Response: Based on the successful strategies for DR-TB developed in Cambodia, GHC developed protocols to manage drug side effects and outpatient follow-up and home visits. Critical was the integration of food and social support into treatment and nutritional support once patients were discharged home on outpatient treatment. As a core member of the Ethiopian national technical working group, GHC shared these strategies with the national program and the GHC collaborative programs at St Peters and at Gondar University Hospital became major training sites for the emerging national program. Specifically, GHC developed protocols for DR-TB patient intake and general management, and DR-TB drug side-effect management as well as a mobile outpatient monitoring team based on protocols developed by CHC in Cambodia.

Challenge 5: Flexible Funding: Addressing Needs on the Ground

Flexible funding from the Jolie-Pitt Foundation allowed GHC to use funds as needed for strategic needs of the patients and programs such for lab reagents when there were stock-outs of reagents for DR-TB diagnosis and critical lab tests for side effect monitoring. Funds were also used for critical diagnostic and therapeutic procedures such as chest tube placement. As well, flexible funding allowed GHC to provide nutritious food for hospitalized DR-TB patients and food baskets for outpatients to take the multi-drug DR-TB regimens that often caused nausea and vomiting, and supported necessary transportation to the health facility or for rent for the most indigenous of the patients during their therapy.

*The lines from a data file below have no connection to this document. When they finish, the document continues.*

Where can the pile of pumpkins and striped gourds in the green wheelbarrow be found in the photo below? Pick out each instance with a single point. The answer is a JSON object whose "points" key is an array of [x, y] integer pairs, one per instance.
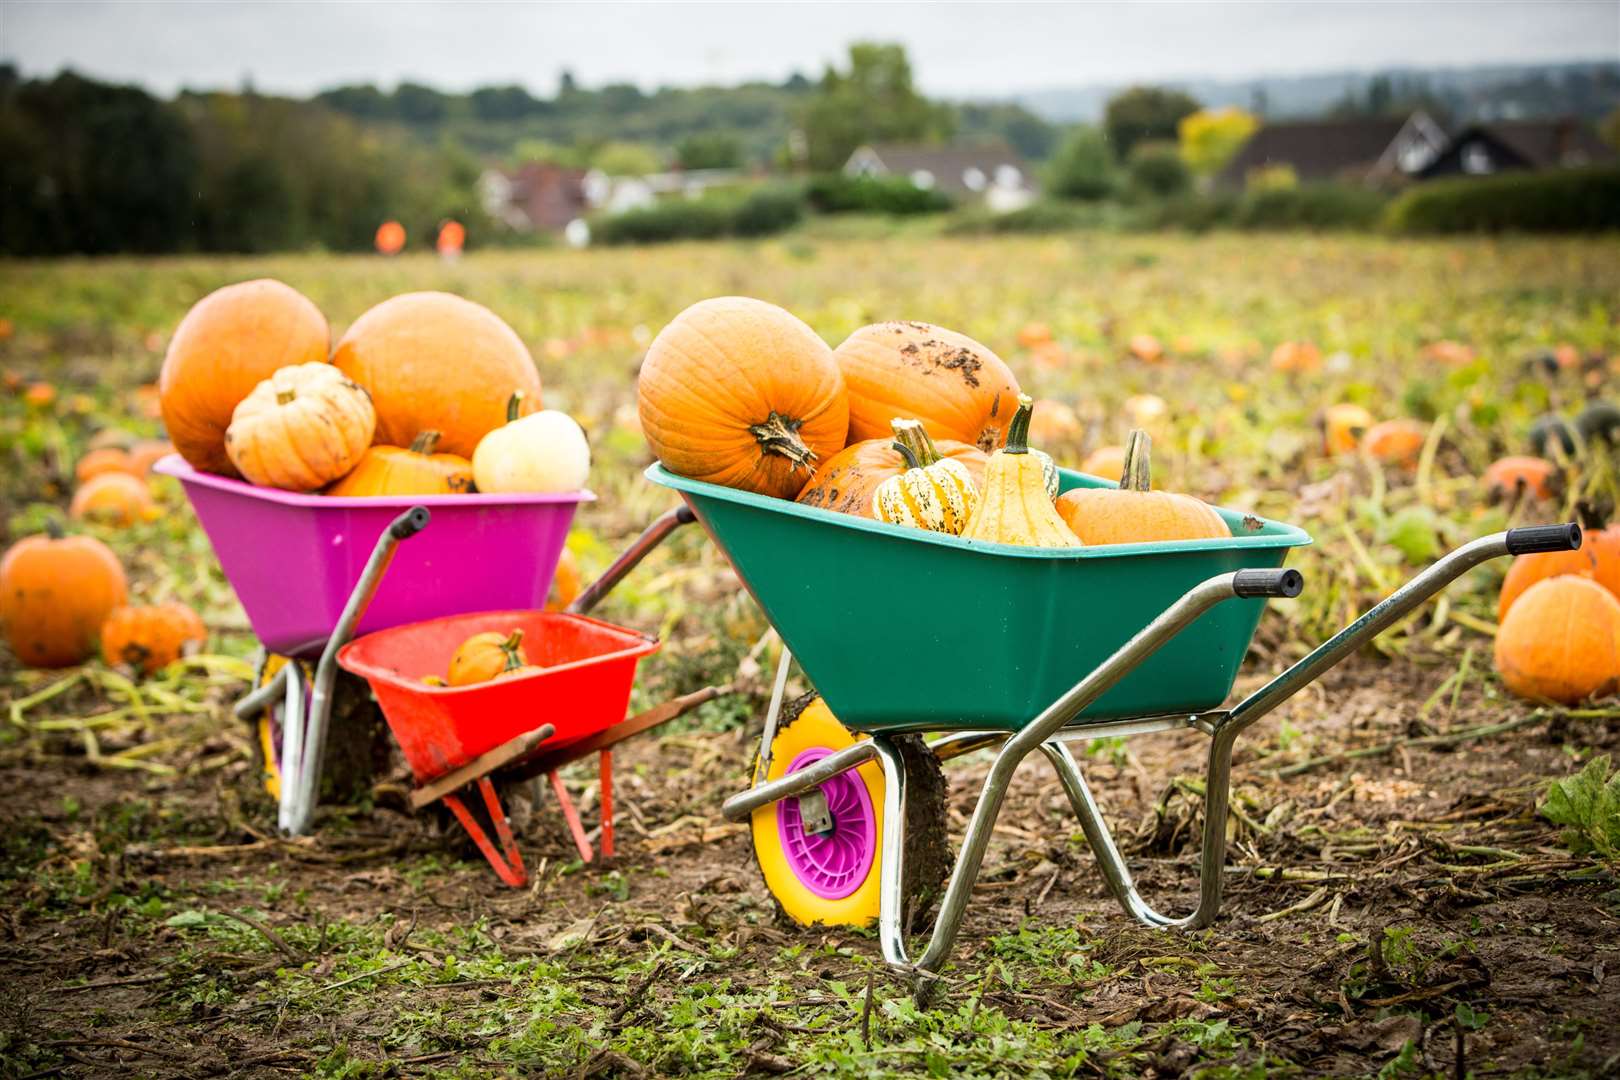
{"points": [[906, 423]]}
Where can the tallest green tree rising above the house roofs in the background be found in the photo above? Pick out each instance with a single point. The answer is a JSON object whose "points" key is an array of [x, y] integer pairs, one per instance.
{"points": [[871, 103]]}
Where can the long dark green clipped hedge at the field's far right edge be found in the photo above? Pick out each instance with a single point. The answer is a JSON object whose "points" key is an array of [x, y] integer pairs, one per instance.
{"points": [[1566, 202]]}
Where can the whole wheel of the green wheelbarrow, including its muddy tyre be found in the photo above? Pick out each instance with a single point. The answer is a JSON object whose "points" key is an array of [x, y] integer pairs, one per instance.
{"points": [[832, 878]]}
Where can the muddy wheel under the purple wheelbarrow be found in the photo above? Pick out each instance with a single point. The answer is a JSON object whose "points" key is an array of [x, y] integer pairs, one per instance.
{"points": [[356, 739]]}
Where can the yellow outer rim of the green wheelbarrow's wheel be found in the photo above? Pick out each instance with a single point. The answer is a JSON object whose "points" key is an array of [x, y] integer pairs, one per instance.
{"points": [[816, 729]]}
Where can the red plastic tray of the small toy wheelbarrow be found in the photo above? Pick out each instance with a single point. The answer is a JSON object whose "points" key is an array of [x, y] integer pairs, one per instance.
{"points": [[586, 689]]}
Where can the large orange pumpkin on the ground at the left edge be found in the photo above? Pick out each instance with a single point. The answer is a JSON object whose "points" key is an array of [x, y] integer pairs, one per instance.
{"points": [[54, 597]]}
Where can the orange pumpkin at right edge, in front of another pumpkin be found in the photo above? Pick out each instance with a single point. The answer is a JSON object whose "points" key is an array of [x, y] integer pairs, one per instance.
{"points": [[1561, 640]]}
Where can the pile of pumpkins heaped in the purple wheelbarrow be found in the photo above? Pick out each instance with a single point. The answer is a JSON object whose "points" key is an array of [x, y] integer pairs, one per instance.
{"points": [[427, 394]]}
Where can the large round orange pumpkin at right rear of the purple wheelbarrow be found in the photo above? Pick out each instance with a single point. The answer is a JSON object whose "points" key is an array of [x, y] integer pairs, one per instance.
{"points": [[435, 362]]}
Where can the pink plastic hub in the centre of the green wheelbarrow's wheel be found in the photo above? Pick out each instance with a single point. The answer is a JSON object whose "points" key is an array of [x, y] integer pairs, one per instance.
{"points": [[832, 864]]}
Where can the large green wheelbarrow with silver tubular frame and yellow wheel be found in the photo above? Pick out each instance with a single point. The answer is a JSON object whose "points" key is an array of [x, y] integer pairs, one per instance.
{"points": [[908, 634]]}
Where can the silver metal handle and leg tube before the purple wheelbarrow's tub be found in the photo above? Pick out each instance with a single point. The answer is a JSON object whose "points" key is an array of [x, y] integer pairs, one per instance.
{"points": [[304, 731]]}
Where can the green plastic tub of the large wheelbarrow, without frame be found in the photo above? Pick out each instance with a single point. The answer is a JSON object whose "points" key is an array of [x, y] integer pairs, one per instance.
{"points": [[910, 631]]}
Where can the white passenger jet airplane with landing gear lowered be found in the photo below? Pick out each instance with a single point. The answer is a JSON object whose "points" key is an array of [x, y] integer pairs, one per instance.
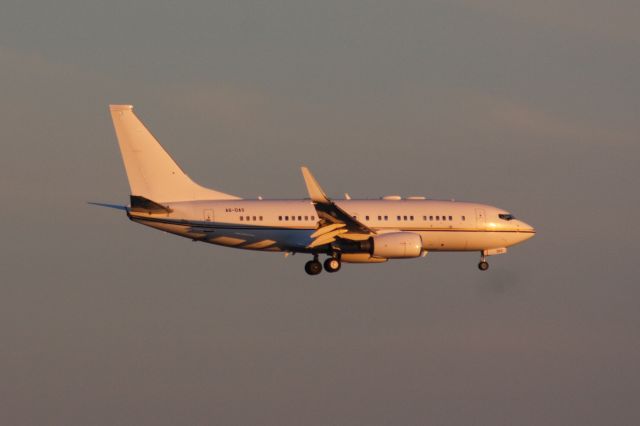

Other very generous funders who were critical in this support through the years include the Lilly Foundation and MDR Partnership, Janssens Global Public Health, the Johnson&Johnson Foundation, Annenberg Foundation, Jeanne Sullivan, and Nancy and Steven Crown. Later, as the countrywide program developed, funds from the Global fund and other donors to the Ethiopian FMOH supported some of these needs that GHC filled, which have been incorporated into the national program directly through national FMOH mechanisms.